There is strong evidence that our efforts are already paying dividends. We have taken administrative action and terminated over 30 retailers since spring of 2014. The problems we are addressing affect a fraction of a percentage of our 13,000 retailers that may have acted improperly or committed a crime. It is unfair to characterize the vast majority of honest retailers due to the actions of a few.
One thing we can be sure of is there will always be attempts to defraud the lottery, but we will remain vigilant. We invite the public to learn more at http://www.flalottery.com/integrity-protect.do.

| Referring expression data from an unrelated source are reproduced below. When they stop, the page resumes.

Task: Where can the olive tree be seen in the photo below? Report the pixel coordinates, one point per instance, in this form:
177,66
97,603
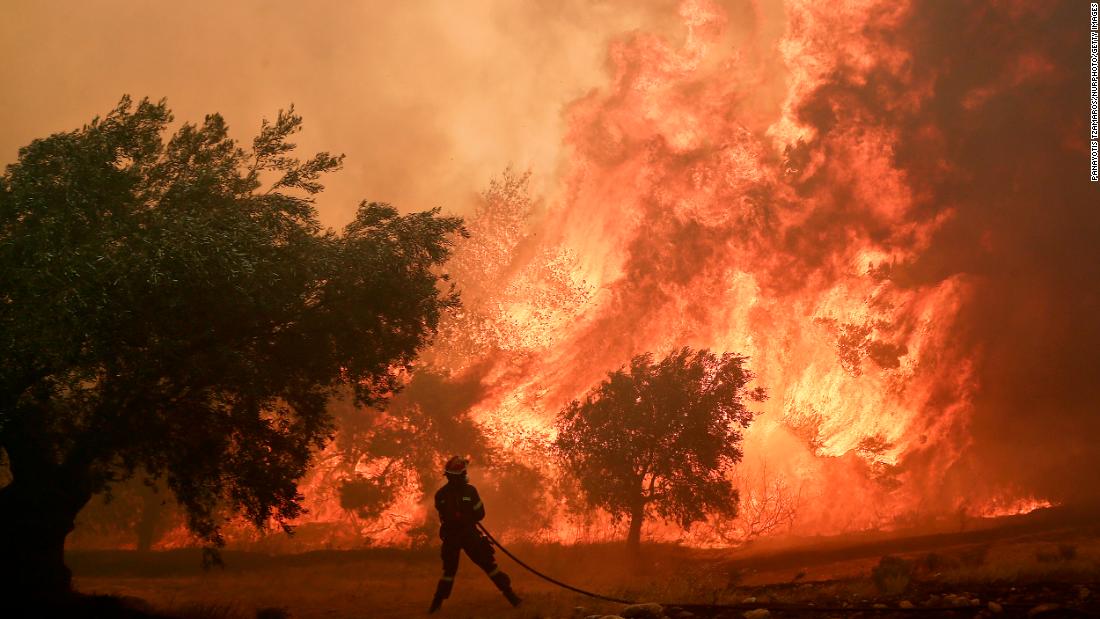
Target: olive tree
171,307
660,438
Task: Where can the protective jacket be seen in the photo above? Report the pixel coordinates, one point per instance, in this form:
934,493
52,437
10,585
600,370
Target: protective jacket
460,509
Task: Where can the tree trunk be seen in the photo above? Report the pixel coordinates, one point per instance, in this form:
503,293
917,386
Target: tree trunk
152,506
36,514
637,516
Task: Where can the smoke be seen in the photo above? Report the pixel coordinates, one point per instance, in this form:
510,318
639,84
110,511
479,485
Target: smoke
884,203
1001,141
427,99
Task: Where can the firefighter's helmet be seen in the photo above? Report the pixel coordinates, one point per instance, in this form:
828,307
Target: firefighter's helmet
455,466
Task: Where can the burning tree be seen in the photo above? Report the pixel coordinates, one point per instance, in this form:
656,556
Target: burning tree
175,310
660,439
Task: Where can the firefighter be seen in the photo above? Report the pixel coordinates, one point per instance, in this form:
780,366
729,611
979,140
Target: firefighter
460,509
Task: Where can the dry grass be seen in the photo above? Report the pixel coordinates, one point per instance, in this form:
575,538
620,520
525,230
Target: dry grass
395,585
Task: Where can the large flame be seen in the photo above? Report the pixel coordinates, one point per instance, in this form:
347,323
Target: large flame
777,192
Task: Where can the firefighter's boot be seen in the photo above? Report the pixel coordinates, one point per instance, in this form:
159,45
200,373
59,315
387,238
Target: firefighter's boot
442,592
504,583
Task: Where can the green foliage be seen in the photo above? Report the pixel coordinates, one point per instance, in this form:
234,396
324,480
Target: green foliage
176,308
660,438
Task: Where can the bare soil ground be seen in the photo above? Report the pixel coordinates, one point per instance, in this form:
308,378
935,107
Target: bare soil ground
1041,565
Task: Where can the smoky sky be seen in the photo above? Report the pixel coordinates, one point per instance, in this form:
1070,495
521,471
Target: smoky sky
429,100
1011,114
987,113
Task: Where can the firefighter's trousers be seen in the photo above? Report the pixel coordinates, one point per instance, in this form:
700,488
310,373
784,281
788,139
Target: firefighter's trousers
479,549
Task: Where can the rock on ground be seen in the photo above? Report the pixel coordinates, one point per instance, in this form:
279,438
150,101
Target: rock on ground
650,610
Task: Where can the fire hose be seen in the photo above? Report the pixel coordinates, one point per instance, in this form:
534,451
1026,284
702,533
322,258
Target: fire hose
543,576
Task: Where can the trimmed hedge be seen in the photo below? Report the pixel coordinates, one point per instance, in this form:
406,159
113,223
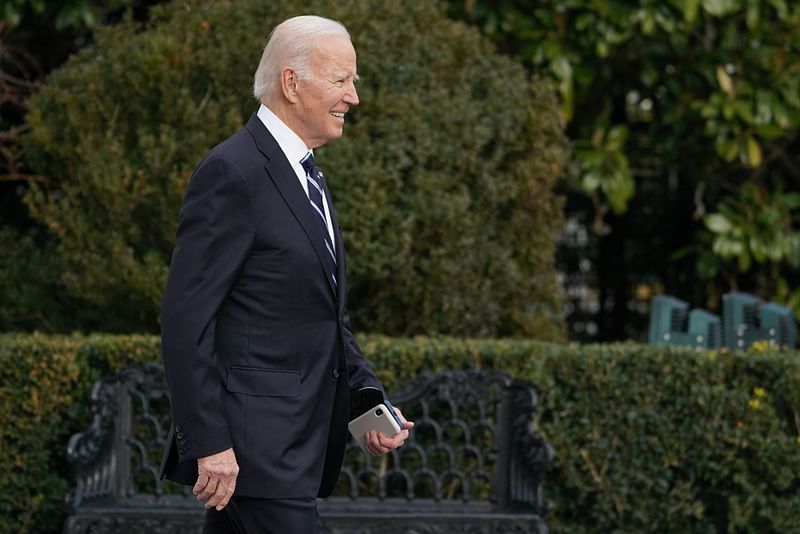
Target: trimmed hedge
647,440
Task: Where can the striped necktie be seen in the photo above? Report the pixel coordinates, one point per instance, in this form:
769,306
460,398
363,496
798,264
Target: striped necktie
315,189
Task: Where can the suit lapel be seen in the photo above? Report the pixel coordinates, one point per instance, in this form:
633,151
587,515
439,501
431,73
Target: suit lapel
285,180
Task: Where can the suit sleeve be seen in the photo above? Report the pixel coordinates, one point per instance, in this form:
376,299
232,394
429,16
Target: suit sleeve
358,370
213,240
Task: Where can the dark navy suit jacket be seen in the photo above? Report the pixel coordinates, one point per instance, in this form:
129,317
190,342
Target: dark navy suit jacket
256,339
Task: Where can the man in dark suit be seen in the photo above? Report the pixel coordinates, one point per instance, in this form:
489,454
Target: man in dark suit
256,337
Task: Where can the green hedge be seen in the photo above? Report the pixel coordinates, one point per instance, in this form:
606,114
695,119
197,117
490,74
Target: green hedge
647,440
443,180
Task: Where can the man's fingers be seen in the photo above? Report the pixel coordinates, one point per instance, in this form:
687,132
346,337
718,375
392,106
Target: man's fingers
209,490
230,487
202,481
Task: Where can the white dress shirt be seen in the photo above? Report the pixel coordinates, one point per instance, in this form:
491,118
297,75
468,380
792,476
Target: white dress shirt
295,150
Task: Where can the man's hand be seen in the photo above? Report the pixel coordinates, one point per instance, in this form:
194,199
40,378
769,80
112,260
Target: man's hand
216,479
379,443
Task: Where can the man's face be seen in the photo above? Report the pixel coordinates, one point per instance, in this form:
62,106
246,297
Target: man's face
325,97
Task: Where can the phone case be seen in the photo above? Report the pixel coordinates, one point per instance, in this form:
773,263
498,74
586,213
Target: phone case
377,418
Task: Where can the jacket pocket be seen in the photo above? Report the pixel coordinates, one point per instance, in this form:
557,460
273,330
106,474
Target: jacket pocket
261,382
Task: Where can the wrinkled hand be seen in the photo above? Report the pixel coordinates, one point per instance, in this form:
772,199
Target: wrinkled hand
379,443
216,479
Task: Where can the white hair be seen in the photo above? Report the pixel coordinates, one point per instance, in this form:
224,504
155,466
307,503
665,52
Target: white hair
291,44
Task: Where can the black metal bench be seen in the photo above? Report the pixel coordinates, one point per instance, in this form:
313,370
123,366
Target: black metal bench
472,464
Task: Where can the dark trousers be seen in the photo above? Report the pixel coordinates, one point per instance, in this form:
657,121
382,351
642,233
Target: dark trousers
249,515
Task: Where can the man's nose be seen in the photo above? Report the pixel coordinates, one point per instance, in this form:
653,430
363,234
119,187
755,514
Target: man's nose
351,96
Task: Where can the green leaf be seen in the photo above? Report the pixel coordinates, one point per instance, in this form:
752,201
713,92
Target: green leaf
725,81
717,223
690,9
754,155
720,8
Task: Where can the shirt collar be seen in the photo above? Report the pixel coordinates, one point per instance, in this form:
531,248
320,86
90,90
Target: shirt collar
293,147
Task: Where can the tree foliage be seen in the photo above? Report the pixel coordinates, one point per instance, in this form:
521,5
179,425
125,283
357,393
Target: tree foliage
443,180
687,111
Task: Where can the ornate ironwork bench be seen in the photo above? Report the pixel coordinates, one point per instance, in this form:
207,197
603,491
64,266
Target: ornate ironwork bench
473,463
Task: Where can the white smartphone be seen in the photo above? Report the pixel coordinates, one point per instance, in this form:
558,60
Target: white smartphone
377,418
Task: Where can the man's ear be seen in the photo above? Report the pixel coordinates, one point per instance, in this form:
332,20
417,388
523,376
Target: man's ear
289,84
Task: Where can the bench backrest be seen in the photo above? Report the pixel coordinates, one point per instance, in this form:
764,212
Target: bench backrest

Palm Beach, Fla. (AP) - The Florida Lottery knew since at least 2009 that some retailers illegally cashed in tickets and at times lied about it. But top officials appear to have done little to address the issue until this year.
The Palm Beach Post Reports Sunday that the agency has caught at least ten clerks in the last five years for illegally cashing tickets for their customers. But these clerks were punished only with 30-day suspensions of lottery sales or not at all. The response changed in March, when the Post revealed the process of the schemes to illegally cash tickets. Customers sometimes sell their lottery tickets to avoid paying taxes, child support or other debts. The act is a misdemeanor.
Since then, the lottery has stopped sales at 30 stores across Florida.